Cytoskeletal rearrangements in gastric epithelial cells in response to Helicobacter pylori infection.

Helicobacter pylori causes host epithelial cell cytoskeletal rearrangements mediated by the translocation and tyrosine phosphorylation of an outer-membrane protein, CagA, and by the vacuolating cytotoxin, VacA. However, the mechanisms by which H. pylori mediates cytoskeletal rearrangements in infected host cells need to be more clearly defined. The aim of this study was to determine the effects of H. pylori isolates from children on the architecture of host gastric epithelial cells. Gastric epithelial (AGS) cells were infected with type I (cagE(+), cagA(+), VacA(+)) H. pylori, a type II H. pylori strain (cagE(-), cagA(-), VacA(-)) or a cagE isogenic mutant. Double-labelled immune fluorescence was used to detect adherent H. pylori and the distribution of F-actin, alpha-actinin and Arp3. Both type I and type II H. pylori strains induced stress fibres in gastric epithelial cells that were not observed in uninfected cells.
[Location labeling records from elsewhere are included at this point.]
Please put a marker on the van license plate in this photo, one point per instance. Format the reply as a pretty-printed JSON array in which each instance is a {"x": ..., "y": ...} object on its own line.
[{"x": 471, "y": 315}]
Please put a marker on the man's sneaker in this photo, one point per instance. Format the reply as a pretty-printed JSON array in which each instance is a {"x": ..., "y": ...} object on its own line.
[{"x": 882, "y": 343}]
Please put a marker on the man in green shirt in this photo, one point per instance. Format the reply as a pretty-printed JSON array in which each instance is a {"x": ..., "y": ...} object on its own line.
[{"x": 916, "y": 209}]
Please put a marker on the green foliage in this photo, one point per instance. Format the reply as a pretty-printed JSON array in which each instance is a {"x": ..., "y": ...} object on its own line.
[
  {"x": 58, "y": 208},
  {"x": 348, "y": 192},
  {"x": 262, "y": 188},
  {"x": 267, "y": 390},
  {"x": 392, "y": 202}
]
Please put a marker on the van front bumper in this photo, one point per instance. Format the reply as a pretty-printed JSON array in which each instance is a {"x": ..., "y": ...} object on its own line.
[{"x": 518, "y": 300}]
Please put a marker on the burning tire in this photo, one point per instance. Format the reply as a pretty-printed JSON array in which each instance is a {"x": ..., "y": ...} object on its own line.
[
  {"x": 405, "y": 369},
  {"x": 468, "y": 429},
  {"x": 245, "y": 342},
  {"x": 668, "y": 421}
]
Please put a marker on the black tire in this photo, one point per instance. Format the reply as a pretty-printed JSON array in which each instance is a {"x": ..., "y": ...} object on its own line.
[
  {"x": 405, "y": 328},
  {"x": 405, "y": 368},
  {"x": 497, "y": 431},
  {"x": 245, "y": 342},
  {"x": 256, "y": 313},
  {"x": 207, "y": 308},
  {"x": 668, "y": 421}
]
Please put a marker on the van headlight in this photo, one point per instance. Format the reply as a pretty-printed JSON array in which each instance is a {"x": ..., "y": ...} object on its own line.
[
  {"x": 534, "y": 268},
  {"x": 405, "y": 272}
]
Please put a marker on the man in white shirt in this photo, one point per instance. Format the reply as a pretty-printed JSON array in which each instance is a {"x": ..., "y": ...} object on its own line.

Type I H. pylori also induced cell elongation (hummingbird phenotype) after 4 h of infection, whereas the type II H. pylori strain did not. Less elongation occurred when AGS cells were exposed to a cagE isogenic mutant, compared with the parental strain. Confocal microscopy showed Arp3 accumulation in AGS cells infected with wild-type H. pylori, but not in response to infection with the cagE mutant. These findings indicate that type I H. pylori induce a stress fibre-like phenotype in infected gastric epithelia by a mechanism that is different from the induction of host-cell elongation. In addition to CagA and VacA, cagE also impacts on the morphology of infected gastric epithelial cells.